I prezzi del petrolio hanno trovato un solido supporto a 50 dollari al barile.
Nonostante la discesa della scorsa settimana, i prezzi hanno finito per stabilizzarsi a quasi 52 dollari (Brent) e a 51 dollari (WTI). Ma rimangono in corsa per spingersi ancora più in alto a causa delle crescenti aspettative del mercato circa una stretta della produzione e un declino delle scorte, con una domanda in crescita costante.
Almeno questa è la speranza dell’OPEC, Arabia Saudita in testa.
Il ministro dell’energia saudita, Khalid Al-Falih, sostiene che la domanda in Cina non sta rallentando e che i prezzi del petrolio potrebbe crescere ulteriormente se i paesi produttori collaboreranno per limitare l’offerta.
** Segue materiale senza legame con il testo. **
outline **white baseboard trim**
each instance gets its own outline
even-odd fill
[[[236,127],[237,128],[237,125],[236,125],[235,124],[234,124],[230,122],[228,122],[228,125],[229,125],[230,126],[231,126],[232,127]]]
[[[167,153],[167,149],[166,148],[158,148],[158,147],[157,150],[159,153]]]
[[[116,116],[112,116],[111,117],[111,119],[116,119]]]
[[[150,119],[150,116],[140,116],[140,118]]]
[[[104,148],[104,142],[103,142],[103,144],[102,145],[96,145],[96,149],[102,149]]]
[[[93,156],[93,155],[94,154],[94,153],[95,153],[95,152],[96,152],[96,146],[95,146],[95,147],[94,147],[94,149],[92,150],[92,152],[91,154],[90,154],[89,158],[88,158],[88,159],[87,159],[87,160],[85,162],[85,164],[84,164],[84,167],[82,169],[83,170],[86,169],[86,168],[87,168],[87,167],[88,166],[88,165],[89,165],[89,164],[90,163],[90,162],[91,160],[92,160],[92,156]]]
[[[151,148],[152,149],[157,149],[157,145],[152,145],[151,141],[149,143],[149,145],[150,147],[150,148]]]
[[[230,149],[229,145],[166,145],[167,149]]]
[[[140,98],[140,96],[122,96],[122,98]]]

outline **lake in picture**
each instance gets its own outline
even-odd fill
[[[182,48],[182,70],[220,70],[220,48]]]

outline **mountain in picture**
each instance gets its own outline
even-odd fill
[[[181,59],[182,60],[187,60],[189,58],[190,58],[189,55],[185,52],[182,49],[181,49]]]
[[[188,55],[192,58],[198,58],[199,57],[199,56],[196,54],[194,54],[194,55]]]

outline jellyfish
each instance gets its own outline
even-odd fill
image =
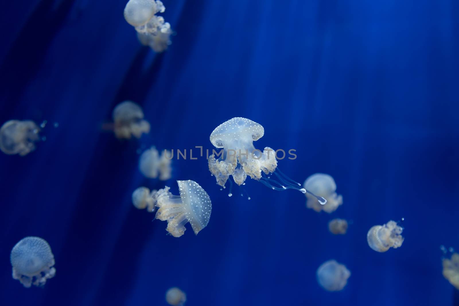
[[[132,101],[124,101],[113,110],[115,135],[119,139],[130,139],[132,135],[140,138],[150,133],[150,123],[144,120],[142,108]]]
[[[311,208],[317,212],[324,211],[330,213],[336,210],[338,206],[343,203],[343,197],[338,195],[335,191],[336,184],[333,178],[328,174],[316,173],[308,178],[304,181],[303,187],[311,190],[314,194],[306,194],[306,207]],[[316,200],[317,196],[321,196],[327,200],[327,202],[321,205]]]
[[[171,156],[170,151],[164,150],[161,156],[158,150],[155,147],[145,150],[140,155],[139,161],[139,168],[140,172],[146,177],[149,178],[156,178],[158,177],[159,172],[159,179],[166,181],[171,178],[171,168],[172,158],[168,158],[167,156]]]
[[[162,52],[171,43],[170,24],[156,15],[165,10],[158,0],[129,0],[124,8],[124,19],[134,27],[140,43],[157,52]]]
[[[344,265],[331,260],[320,265],[317,274],[317,281],[322,288],[329,291],[339,291],[347,284],[351,272]]]
[[[146,187],[139,187],[132,193],[132,204],[137,209],[145,209],[148,212],[155,211],[155,204],[153,202],[152,195],[156,190],[152,190]]]
[[[450,259],[443,258],[443,276],[459,290],[459,254],[453,253]]]
[[[230,175],[235,183],[240,186],[249,176],[274,190],[292,188],[315,196],[277,168],[274,150],[266,147],[262,152],[255,149],[253,141],[264,134],[264,128],[261,124],[241,117],[231,119],[215,128],[210,134],[210,141],[215,147],[223,148],[223,150],[218,159],[215,159],[215,153],[209,156],[208,166],[217,184],[224,187]],[[279,181],[268,176],[271,173]],[[316,199],[323,204],[326,202],[322,197],[316,197]]]
[[[26,237],[16,244],[10,257],[13,278],[24,287],[42,286],[54,277],[54,256],[46,240],[38,237]]]
[[[35,150],[40,128],[30,120],[10,120],[0,128],[0,150],[9,155],[25,156]]]
[[[198,234],[209,223],[212,203],[210,198],[199,184],[194,181],[177,181],[180,195],[169,192],[165,186],[152,194],[158,207],[156,218],[167,221],[166,230],[179,237],[185,232],[185,224],[190,222],[195,234]]]
[[[334,219],[328,223],[328,229],[335,235],[344,235],[347,231],[347,221],[344,219]]]
[[[186,295],[176,287],[169,288],[166,292],[166,301],[172,306],[182,306],[186,301]]]
[[[367,241],[376,252],[382,253],[390,248],[397,249],[402,246],[404,239],[400,234],[402,231],[403,228],[391,220],[383,225],[372,227],[367,234]]]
Il riferimento è alla Russia, paese non aderente all‘OPEC, con la quale, se si fosse trovato un accordo in precedenza, si sarebbe potuto evitare la drammatica discesa dei prezzi del recente passato.
Di certo, se l’intesa appena conclusa tra Russia e OPEC, non dovesse trovare attuazione, la credibilità delle due parti verrebbe distrutta e i prezzi dell’oro nero potrebbero rimanere bassi per un tempo assai più lungo di quanto si possa immaginare.
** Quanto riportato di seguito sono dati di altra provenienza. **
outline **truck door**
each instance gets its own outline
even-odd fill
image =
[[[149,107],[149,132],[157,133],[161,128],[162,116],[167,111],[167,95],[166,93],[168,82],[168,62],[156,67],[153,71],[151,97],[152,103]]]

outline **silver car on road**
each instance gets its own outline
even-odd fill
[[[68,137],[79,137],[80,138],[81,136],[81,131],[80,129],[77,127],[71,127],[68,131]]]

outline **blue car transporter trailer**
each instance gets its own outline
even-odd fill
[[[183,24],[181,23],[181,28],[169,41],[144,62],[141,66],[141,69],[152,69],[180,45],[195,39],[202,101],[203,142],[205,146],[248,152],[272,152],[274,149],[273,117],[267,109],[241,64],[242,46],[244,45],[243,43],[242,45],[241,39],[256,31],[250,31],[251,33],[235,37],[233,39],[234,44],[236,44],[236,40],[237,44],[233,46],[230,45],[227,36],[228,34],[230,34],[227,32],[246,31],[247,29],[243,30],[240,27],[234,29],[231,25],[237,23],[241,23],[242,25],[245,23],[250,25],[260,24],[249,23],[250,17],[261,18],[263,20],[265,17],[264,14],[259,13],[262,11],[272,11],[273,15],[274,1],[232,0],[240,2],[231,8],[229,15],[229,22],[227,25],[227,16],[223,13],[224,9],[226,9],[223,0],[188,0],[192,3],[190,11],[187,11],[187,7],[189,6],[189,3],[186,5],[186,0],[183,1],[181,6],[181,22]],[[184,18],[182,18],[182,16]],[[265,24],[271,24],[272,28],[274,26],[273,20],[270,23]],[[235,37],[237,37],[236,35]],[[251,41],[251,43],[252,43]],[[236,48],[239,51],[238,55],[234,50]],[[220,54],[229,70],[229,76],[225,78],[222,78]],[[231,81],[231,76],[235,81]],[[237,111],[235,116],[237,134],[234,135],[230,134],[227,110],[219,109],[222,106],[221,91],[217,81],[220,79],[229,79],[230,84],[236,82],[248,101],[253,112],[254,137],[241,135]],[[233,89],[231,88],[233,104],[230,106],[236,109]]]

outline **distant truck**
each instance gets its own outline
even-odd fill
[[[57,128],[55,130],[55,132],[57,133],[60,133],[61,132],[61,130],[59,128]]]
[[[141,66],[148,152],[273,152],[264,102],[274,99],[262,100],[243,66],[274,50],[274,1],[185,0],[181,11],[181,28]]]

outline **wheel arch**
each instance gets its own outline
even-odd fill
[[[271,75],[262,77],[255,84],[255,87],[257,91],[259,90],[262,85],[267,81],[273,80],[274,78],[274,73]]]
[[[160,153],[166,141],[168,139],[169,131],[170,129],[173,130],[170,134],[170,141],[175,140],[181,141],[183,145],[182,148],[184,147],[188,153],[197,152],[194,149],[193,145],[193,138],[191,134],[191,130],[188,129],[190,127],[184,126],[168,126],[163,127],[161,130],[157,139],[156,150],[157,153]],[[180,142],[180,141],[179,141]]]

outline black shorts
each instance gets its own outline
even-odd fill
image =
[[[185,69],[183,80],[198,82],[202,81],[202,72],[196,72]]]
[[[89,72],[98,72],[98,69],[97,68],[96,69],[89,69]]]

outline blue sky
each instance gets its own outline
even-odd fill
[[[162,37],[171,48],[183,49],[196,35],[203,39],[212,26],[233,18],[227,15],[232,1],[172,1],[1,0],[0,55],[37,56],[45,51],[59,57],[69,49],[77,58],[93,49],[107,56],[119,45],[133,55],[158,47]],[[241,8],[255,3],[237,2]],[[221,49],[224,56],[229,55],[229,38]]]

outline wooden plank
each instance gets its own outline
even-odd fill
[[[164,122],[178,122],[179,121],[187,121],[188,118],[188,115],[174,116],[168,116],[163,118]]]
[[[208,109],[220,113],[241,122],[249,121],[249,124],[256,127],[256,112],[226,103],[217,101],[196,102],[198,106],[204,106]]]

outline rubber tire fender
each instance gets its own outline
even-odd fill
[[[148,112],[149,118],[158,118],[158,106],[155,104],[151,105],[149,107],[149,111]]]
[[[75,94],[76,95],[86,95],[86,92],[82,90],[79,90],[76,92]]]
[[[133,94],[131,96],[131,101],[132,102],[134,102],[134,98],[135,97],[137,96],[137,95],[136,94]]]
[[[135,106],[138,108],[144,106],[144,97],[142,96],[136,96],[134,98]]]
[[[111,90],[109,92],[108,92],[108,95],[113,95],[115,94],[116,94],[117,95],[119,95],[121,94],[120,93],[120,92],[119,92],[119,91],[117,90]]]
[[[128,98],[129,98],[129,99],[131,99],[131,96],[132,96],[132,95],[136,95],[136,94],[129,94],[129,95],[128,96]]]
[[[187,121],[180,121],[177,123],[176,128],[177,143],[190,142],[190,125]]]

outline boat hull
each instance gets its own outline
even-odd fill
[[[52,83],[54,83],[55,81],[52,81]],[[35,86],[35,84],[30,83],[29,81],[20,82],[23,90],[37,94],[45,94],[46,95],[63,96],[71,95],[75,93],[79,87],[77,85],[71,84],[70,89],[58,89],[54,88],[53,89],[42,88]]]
Nel frattempo, negli Stati Uniti, le scorte di greggio sono in calo ormai dal mese di maggio e anche il US Department of Energy (DOE) ha segnalato una riduzione forte e inaspettata.
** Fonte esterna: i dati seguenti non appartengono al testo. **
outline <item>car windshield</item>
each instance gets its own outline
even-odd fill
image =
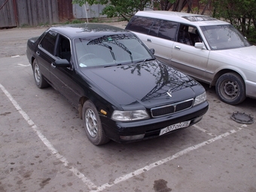
[[[107,67],[154,59],[133,34],[78,38],[75,47],[80,67]]]
[[[251,46],[232,25],[200,27],[212,50],[234,49]]]

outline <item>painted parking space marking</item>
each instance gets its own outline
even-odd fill
[[[197,126],[197,125],[193,125],[194,127],[197,128],[197,130],[203,132],[203,133],[206,133],[207,135],[209,135],[210,136],[212,136],[212,137],[216,137],[217,135],[215,134],[213,134],[212,133],[208,131],[208,130],[206,130],[204,129],[203,129],[202,127]]]
[[[30,66],[30,64],[29,64],[29,65],[24,65],[24,64],[18,63],[17,65],[18,65],[19,66],[16,66],[16,67],[28,67],[28,66]]]
[[[19,104],[14,100],[12,96],[9,93],[9,92],[8,92],[8,90],[1,84],[0,88],[6,95],[6,96],[9,99],[9,100],[12,102],[12,104],[19,111],[19,113],[23,117],[23,118],[28,123],[28,124],[34,130],[34,131],[36,133],[36,134],[43,142],[43,143],[47,147],[50,152],[63,163],[65,167],[69,169],[75,175],[76,175],[81,180],[82,180],[83,182],[89,187],[90,190],[96,188],[97,187],[89,178],[85,177],[85,175],[83,173],[79,172],[75,167],[69,166],[69,164],[70,163],[67,160],[67,159],[60,154],[59,154],[58,151],[56,148],[54,148],[54,147],[51,145],[49,140],[41,133],[38,126],[30,119],[29,115],[24,111],[22,110]]]
[[[22,110],[22,108],[20,108],[20,106],[18,105],[18,103],[14,100],[14,99],[12,97],[12,96],[7,91],[7,90],[0,84],[0,88],[2,89],[2,90],[4,92],[4,93],[7,96],[7,97],[9,99],[9,100],[12,102],[12,104],[14,105],[14,106],[16,108],[16,109],[19,111],[19,113],[23,116],[23,117],[25,119],[25,120],[28,123],[28,124],[34,130],[34,131],[36,133],[36,134],[38,135],[38,136],[40,138],[40,139],[43,142],[43,143],[47,147],[47,148],[50,151],[50,152],[58,159],[59,160],[62,164],[64,165],[64,166],[66,168],[67,168],[69,170],[70,170],[75,175],[76,175],[78,178],[80,178],[87,186],[87,187],[90,190],[90,192],[99,192],[99,191],[102,191],[105,189],[110,188],[120,182],[123,182],[133,177],[135,177],[136,175],[139,175],[143,172],[146,172],[151,169],[152,169],[153,168],[156,168],[160,165],[163,165],[163,163],[168,163],[172,160],[177,159],[179,157],[186,154],[190,151],[193,151],[196,149],[198,149],[200,148],[202,148],[203,146],[206,146],[209,144],[211,144],[215,141],[218,141],[219,139],[224,139],[233,133],[237,133],[238,131],[242,130],[244,127],[246,127],[247,125],[243,124],[240,127],[237,127],[236,129],[230,130],[224,134],[221,134],[220,136],[215,136],[213,133],[211,133],[209,132],[208,132],[207,130],[205,130],[203,129],[202,129],[201,127],[198,126],[195,126],[194,125],[194,126],[196,129],[198,129],[201,131],[203,131],[203,133],[207,133],[208,135],[211,136],[214,136],[213,138],[205,141],[203,142],[201,142],[200,144],[190,146],[187,148],[185,148],[172,156],[169,156],[165,159],[162,159],[160,160],[156,161],[154,163],[151,163],[148,166],[146,166],[145,167],[142,167],[141,169],[139,169],[134,172],[132,172],[130,173],[121,175],[118,178],[117,178],[113,182],[111,183],[106,183],[104,184],[102,184],[100,186],[96,186],[94,183],[93,183],[90,179],[89,179],[88,178],[87,178],[83,173],[81,173],[81,172],[79,172],[75,167],[73,166],[69,166],[69,162],[68,161],[68,160],[63,157],[62,155],[61,155],[60,154],[59,154],[58,151],[56,149],[54,148],[54,147],[51,145],[51,143],[47,140],[47,139],[41,133],[41,132],[39,130],[39,129],[38,128],[38,126],[34,123],[34,122],[30,119],[30,117],[29,117],[29,115]]]
[[[184,155],[184,154],[187,154],[188,152],[190,152],[194,150],[196,150],[196,149],[198,149],[200,148],[202,148],[203,146],[206,146],[209,144],[211,144],[217,140],[219,140],[219,139],[221,139],[223,138],[225,138],[233,133],[235,133],[241,130],[242,130],[243,127],[246,127],[247,126],[245,124],[243,124],[241,126],[241,127],[237,127],[237,129],[236,130],[232,130],[229,132],[227,132],[224,134],[221,134],[220,136],[215,136],[212,139],[210,139],[207,141],[205,141],[203,142],[201,142],[200,144],[197,144],[197,145],[193,145],[191,147],[189,147],[187,148],[185,148],[170,157],[168,157],[165,159],[163,159],[163,160],[158,160],[158,161],[156,161],[148,166],[146,166],[145,167],[142,167],[139,169],[137,169],[134,172],[132,172],[130,173],[128,173],[126,175],[122,175],[119,178],[117,178],[111,184],[109,184],[109,183],[106,183],[106,184],[104,184],[99,187],[97,187],[97,190],[90,190],[90,192],[99,192],[99,191],[102,191],[103,190],[105,190],[107,188],[109,188],[115,184],[117,184],[118,183],[120,183],[120,182],[123,182],[123,181],[125,181],[126,180],[128,180],[129,178],[133,178],[133,177],[135,177],[136,175],[139,175],[143,172],[146,172],[151,169],[152,169],[153,168],[155,168],[155,167],[157,167],[160,165],[163,165],[163,163],[168,163],[174,159],[177,159],[178,157]]]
I tassi di raffinazione in Cina sono saliti, lo scorso mese, di 10,7 milioni di barili al giorno, in crescita del 2,4% rispetto a un anno fa, mentre le importazioni di petrolio hanno toccato un nuovo record a 8 milioni di barili al giorno. Inoltre, la produzione petrolifera interna è scesa di quasi il 10%, il livello più basso da 6 anni a questa parte.
Difficile non vedere un miglioramento del quadro generale e dei fondamentali sul mercato petrolifero, anche se è ancora molto presto per lasciarsi andare all’ottimismo.